Erin reflected on Drake’s text message. “So SF wasn’t San Francisco. But CO did mean Colorado, right?”

“Right. We need to get there. But let me explain more about that part of the message later. Right now, I’d love to finish our conversation.”

“Me too,” said Erin.

Hansen left the chair and slid down onto the worn beige carpet, sitting cross-legged with his back against the wall, facing Erin on the bed five feet away.

Erin decided the chair he had abandoned did look uncomfortable, although she was still sure the ones in Dean Borland’s office were more so, despite their far more welcoming appearance. The two of them both sitting cross-legged in a bedroom reminded her of slumber parties she had had as a little girl, only she doubted the air would soon be filled with delighted giggling, nor that the conversation would turn to who was the cutest boy in class.

“Where were we?” said Hansen, breaking Erin from her reverie.

“I believe we left off when I was saying that Drake had miscalculated. That his cure wasn’t the panacea he thought it would be.” Erin shook her head, almost imperceptibly.

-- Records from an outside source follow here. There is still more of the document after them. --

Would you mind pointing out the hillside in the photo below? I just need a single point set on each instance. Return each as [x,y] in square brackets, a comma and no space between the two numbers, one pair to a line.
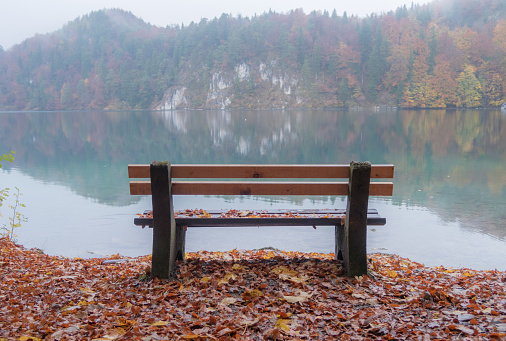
[447,53]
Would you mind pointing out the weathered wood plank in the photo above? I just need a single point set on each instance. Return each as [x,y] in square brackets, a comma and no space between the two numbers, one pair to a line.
[164,224]
[260,188]
[261,171]
[314,218]
[354,238]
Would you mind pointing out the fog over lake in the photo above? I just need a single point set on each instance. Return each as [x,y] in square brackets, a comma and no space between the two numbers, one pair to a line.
[449,186]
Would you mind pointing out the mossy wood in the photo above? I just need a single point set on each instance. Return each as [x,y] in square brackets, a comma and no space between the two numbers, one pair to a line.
[169,231]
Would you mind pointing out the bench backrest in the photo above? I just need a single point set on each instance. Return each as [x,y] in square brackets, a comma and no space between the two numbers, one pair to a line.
[241,177]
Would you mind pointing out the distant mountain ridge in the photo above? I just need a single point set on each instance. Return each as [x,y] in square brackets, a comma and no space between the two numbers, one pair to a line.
[443,54]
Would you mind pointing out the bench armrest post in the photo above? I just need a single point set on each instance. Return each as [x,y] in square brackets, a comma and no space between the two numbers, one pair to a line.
[353,242]
[164,223]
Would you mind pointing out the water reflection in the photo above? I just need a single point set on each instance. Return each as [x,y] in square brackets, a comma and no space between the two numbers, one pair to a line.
[451,163]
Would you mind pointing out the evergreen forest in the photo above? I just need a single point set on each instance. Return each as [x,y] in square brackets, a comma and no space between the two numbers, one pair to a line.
[444,54]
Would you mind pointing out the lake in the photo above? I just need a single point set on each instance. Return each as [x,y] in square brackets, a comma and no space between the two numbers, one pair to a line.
[448,206]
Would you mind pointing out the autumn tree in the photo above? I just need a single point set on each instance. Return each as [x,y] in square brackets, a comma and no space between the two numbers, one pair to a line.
[468,89]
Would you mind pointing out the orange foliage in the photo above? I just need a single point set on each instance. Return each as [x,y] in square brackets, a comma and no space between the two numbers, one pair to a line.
[244,295]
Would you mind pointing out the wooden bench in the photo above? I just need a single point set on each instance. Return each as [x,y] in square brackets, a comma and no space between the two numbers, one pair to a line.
[284,180]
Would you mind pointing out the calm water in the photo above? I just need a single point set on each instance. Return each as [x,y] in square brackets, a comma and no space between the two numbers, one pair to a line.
[449,188]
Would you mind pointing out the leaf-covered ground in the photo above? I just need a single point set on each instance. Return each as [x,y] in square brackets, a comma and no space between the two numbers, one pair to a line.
[244,295]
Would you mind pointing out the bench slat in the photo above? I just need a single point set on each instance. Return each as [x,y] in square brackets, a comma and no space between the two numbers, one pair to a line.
[260,188]
[314,218]
[261,171]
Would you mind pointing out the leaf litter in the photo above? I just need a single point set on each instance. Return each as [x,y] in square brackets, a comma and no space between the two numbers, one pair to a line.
[245,295]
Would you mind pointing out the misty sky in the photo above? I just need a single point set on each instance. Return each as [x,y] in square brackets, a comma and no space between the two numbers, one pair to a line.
[21,19]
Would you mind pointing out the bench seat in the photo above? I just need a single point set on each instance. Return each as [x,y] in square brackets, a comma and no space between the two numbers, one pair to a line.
[313,217]
[169,227]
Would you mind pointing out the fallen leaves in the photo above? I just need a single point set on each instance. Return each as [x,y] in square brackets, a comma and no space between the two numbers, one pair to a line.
[246,295]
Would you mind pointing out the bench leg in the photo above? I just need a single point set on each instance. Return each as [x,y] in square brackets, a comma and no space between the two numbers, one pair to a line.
[339,242]
[180,241]
[164,223]
[354,243]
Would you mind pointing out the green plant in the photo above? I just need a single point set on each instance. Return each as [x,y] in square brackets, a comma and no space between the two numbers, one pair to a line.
[17,217]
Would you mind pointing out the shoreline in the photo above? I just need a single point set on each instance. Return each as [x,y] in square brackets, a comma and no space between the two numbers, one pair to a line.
[250,295]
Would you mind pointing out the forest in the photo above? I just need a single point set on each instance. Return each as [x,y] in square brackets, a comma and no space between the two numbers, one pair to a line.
[444,54]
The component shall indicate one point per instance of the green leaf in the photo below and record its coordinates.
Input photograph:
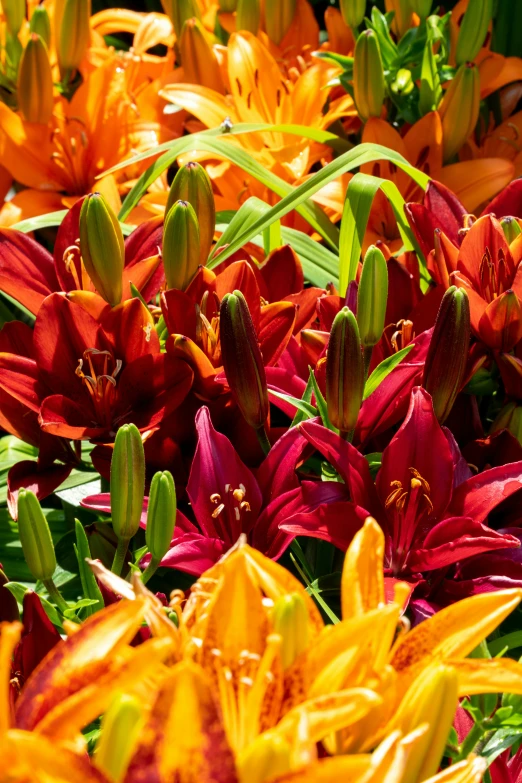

Had she really just used the word panacea? Maybe she had been in academia too long. “And you told me I didn’t have the full picture,” she continued. “Yet again.”

A thoughtful look came over Hansen’s face as he considered the best way to move the conversation forward from this point. “Everything you said before we were interrupted is absolutely true,” he began. “As far as it goes. Just having a cure isn’t enough. And approval could take a decade, even if a corporate sponsor stepped up right away based on an anonymous tip, and the FDA allowed it to happen. This is time we, as a species, probably don’t have. And you’re also right that the very people we need to cure are the ones who would refuse to take it.”

Hansen paused for several long seconds, as though not eager to continue.

“So tell me where I’ve gone wrong,” prompted Erin. “Come on, Kyle, don’t keep me in suspense.”

Hansen sighed. “Drake wasn’t planning to give them a choice.”

Erin rolled her eyes. “Okay, shoving it down the throats of millions of psychopaths won’t work either. Not that they’d identify themselves. And even if they did, and you could force them in some other way, it’s ridiculous. Unless you really do believe that Santa can visit every kid on earth in a single night.”

“There is a way,” Hansen assured her. “One whose delivery doesn’t involve chimneys. Drake has engineered a cold virus to carry the cure. A hypercontagious cold virus. Within a year, probably less, it will infect every man, woman, and child on earth. It’s designed to be very mild, so ninety-nine percent of the population will get nothing more from it than a runny nose and maybe sneeze for a few days. One percent of the population, however, a few weeks after being infected, will no longer be psychopathic.”

The enormity of this vision was mind-numbing. Erin’s mouth fell open and stayed there for an extended period as she wrestled with the sheer audacity and scope of the concept. “You can’t do that,” she whispered.

“Maybe we can’t,” he acknowledged. “But Drake and his computer, after coming up to speed on our genetic code, can. The Wraps have developed genetic engineering to a level we can’t yet begin to approach.”